It became, too, but a part of her routine to follow political developments through the newspapers, trying to supply the omissions in Jerome’s infrequent letters from the broad columns of the Congressional Record, where, for the benefit of posterity, the national politicians keep a carefully revised record of the things they wish they had said.

If she found Jerome’s name, she read eagerly, and then, dropping the paper in her lap, began once more as in the past, to body forth in imagination the whole scene—Jerome in the full flush of his oratorical excitement, his face red, his eyes blazing, his brow damp with perspiration, his black hair tumbled in the picturesque way she knew, his arm uplifted, perhaps one white cuff a little disarranged.

And then, the other congressmen crowding into the seats about him, at last the “long-continued applause,” which is the only thing never expurgated from that daily magazine of fiction. In this poor way she tried to bear herself nearer to him, to remain by him, but it was not satisfying, and many times after such hopeless fancy, she wept in despair, and hugged her boy to her hungry breast, finding in his warm little body the only actual and substantial comfort her life now knew.

Emily had allowed herself to believe that serious opposition to Jerome’s renomination had disappeared after his victory in his second campaign, but when with other harbingers of spring Sprague came forth in his perennial candidacy, and announcement was made that with the solid delegation of Moultrie at his disposal he would contest with Garwood for the nomination, she realized with a certain sickening at her heart that the same old trial was upon them once more.

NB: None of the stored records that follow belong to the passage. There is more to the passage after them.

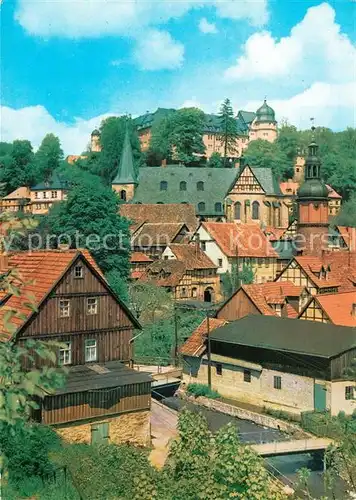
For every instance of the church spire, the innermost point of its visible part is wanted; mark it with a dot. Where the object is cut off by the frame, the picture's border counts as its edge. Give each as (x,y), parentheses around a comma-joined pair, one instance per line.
(126,173)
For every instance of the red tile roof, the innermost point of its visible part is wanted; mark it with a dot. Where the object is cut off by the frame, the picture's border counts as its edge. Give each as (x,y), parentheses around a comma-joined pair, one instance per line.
(244,240)
(192,256)
(40,271)
(168,213)
(140,257)
(194,346)
(338,307)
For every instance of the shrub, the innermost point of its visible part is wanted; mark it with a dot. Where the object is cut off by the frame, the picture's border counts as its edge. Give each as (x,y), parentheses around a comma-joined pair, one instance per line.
(202,390)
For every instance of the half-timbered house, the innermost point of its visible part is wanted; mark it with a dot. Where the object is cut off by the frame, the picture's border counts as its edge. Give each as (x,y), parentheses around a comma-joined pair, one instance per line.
(102,399)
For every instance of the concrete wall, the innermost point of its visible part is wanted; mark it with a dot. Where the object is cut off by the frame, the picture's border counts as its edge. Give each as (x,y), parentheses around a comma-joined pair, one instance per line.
(132,428)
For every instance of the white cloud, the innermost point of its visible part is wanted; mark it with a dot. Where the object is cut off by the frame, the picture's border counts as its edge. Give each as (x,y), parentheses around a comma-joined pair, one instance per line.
(332,104)
(94,18)
(206,27)
(315,50)
(158,50)
(34,122)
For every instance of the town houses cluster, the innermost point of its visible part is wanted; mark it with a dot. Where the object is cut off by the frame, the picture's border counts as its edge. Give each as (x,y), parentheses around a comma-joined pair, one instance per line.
(284,338)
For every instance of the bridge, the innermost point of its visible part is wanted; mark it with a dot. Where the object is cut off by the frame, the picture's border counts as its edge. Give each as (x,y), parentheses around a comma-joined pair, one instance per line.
(293,447)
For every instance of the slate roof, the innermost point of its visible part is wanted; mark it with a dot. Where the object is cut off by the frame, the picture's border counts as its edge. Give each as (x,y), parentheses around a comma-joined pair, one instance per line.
(82,378)
(194,345)
(170,213)
(41,270)
(56,182)
(192,256)
(288,335)
(217,182)
(244,240)
(338,307)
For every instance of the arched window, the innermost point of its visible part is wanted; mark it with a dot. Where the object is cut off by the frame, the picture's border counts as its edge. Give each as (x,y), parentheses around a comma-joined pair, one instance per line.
(201,206)
(255,210)
(238,210)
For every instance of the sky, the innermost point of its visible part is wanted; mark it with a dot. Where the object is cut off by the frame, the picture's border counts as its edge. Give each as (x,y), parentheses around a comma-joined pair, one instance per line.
(67,64)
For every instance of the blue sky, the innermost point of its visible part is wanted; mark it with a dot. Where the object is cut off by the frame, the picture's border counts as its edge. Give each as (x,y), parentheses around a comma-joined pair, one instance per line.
(67,64)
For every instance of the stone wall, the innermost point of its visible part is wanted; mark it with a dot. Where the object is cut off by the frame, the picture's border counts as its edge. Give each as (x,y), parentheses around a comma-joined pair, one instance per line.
(234,411)
(132,428)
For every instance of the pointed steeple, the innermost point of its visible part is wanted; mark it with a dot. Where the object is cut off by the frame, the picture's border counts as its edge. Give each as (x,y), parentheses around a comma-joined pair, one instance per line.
(126,173)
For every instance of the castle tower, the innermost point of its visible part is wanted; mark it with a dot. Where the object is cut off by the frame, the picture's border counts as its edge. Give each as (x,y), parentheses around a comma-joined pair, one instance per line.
(95,141)
(125,180)
(264,126)
(313,213)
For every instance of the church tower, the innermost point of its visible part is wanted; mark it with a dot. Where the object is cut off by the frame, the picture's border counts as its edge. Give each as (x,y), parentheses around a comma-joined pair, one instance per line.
(125,180)
(313,212)
(264,126)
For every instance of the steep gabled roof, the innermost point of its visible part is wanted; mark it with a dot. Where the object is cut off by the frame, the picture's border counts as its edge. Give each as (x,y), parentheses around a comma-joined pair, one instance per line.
(192,256)
(194,345)
(243,240)
(41,271)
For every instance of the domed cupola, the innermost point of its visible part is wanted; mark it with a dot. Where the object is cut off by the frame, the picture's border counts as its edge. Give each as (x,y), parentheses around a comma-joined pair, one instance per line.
(313,187)
(265,113)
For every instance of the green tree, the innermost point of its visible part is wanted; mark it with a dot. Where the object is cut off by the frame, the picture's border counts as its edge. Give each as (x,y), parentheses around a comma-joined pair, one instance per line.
(228,136)
(112,134)
(17,166)
(186,136)
(269,155)
(215,160)
(48,156)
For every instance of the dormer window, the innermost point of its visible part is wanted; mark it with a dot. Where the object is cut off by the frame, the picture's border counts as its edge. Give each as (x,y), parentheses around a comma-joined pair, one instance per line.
(78,272)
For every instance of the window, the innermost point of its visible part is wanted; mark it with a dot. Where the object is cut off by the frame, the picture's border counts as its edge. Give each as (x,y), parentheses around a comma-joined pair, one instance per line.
(255,210)
(92,305)
(277,382)
(238,210)
(65,354)
(247,376)
(90,350)
(201,206)
(78,272)
(350,392)
(64,308)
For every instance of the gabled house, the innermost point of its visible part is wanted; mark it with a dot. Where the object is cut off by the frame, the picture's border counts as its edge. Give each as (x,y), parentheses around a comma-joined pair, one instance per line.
(337,308)
(151,238)
(230,245)
(282,299)
(102,397)
(44,194)
(331,272)
(277,363)
(187,272)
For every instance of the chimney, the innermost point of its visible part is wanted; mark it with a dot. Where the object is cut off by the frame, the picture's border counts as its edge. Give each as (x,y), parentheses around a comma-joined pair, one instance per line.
(353,311)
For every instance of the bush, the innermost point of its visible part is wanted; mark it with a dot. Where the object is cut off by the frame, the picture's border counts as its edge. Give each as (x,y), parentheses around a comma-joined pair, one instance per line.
(202,390)
(27,448)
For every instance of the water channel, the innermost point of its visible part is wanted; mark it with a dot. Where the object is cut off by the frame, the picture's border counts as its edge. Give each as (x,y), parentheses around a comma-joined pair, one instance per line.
(285,466)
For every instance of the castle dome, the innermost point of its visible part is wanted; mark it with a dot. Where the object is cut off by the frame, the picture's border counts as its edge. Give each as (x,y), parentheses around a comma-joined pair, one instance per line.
(265,113)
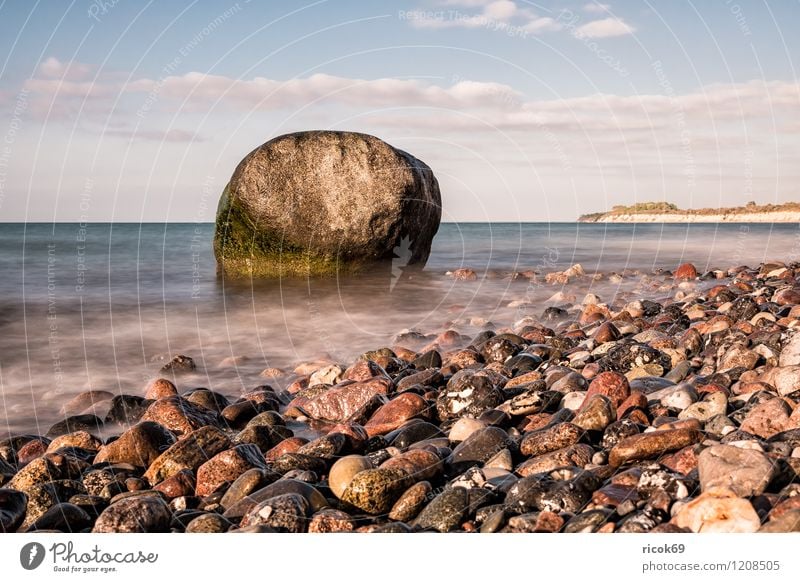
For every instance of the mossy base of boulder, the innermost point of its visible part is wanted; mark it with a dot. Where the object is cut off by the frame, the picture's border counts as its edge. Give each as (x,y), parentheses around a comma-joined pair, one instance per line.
(245,251)
(286,265)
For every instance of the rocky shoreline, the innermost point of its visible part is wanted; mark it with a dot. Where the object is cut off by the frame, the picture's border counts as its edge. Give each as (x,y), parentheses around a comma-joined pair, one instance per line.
(677,415)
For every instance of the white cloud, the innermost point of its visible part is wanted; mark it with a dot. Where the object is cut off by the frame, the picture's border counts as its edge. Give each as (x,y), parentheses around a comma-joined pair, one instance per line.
(596,8)
(498,15)
(605,28)
(52,68)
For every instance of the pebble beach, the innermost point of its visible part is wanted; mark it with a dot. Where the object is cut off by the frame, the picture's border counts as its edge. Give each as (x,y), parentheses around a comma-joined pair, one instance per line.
(586,413)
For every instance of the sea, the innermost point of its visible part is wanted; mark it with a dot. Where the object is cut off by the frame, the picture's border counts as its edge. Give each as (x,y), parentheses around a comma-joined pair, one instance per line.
(103,306)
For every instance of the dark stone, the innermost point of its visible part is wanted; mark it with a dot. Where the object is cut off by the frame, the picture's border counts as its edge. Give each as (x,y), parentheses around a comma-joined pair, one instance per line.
(430,359)
(413,432)
(478,448)
(467,394)
(64,517)
(324,202)
(86,422)
(126,409)
(179,365)
(12,509)
(446,512)
(284,513)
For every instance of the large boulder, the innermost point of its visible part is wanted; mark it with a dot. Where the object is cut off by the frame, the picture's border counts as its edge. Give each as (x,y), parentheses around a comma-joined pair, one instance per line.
(325,202)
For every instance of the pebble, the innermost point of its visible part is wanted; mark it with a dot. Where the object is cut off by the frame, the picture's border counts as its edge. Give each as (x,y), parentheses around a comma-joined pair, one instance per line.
(375,491)
(188,453)
(411,502)
(141,514)
(445,512)
(718,511)
(596,413)
(227,466)
(343,471)
(287,513)
(745,472)
(652,444)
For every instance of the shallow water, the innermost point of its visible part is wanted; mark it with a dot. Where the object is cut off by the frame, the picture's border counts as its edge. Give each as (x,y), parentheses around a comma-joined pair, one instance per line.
(97,306)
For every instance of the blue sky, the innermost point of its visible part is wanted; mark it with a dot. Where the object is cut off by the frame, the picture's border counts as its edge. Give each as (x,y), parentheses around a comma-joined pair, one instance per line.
(526,111)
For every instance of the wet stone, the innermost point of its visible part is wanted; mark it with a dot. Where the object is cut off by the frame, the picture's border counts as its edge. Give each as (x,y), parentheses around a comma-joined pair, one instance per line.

A few days later she read that Judge Bailey of Mason—now Speaker of the House at Springfield—was also an avowed candidate for Congress, and she tried to convince herself that Jerome’s chances were thereby favored because of the consequent division of the forces against him, though there were disquieting articles in the Advertiser that would not let her conviction rest.

The Advertiser, as is customary with the opposition organ in a man’s own town, exhibited a meanness in its treatment of Garwood to which it would not have descended in any cause less sacred than that of party-ism, and it now began to speak of Bailey in fulsome praise as if he were the savior of his times, though all its readers knew, and especially did Emily know, for she, doubtless, alone of all those readers, looked so far ahead, that if Bailey were successful before the convention, he would, when the campaign came on, get all the abuse her husband had been receiving.

But Emily had learned that editors, though they appeared at least ordinarily honorable in other ways, could become mendacious when they took up political questions; she had often wondered why it was that, simply because they happened to own newspapers to print them in, they could deliberately write and publish lies they would have scorned to use in discussing men in any of their relations other than political, and, while she could find no explanation except that partisanship inculcates hypocrisy, she tried to be practical and not credit anything she read in the newspapers, especially if it were disagreeable.

Pusey had loyally begun the campaign for Garwood’s reëlection by writing daily editorials in his praise, and these, printed in the Citizen, which the postmaster continued to edit, gave Emily a welcome antidote for the Advertiser’s venom. Pusey published all of Garwood’s speeches in full, and the Advertiser, with the relish of one who discloses state secrets, described the little postmaster as darkly setting up the pins for a county convention which should select a delegation to the congressional convention instructed to use all honorable means to bring about the renomination of Jerome B. Garwood.

The Advertiser’s editor, with a wit that sometimes illumined the recesses of his mind, printed the word “honorable” in quotation marks. This account of Pusey’s secret doings was varied at times by a description of the conferences that were nightly held in the back room of the post-office. The Advertiser pretended to lay bare all the ramifications of the little man’s designs, and as if its duty lay in the direction of its joy, did all it could to confound his politics and frustrate his knavish tricks.

But amid all this confusion, Emily was sure of one thing, that there was another contest, with all its nervous strain, before her; that the months to come, the beautiful months of the spring and summer she had longed for as ardently as an invalid longs for the days when he can be wheeled out into the sun, would bring more abuse and recrimination, more hatred and strife, and she had grown so weary of it all. If Jerome could have become a candidate for some other office it would at least relieve the monotony, but this everlasting repetition of the unchanging sordid struggle to stay in Congress—she wished that he would leave politics altogether; she almost wished in her bitterness, that he would be defeated, if it would bring him home, and make him himself once more.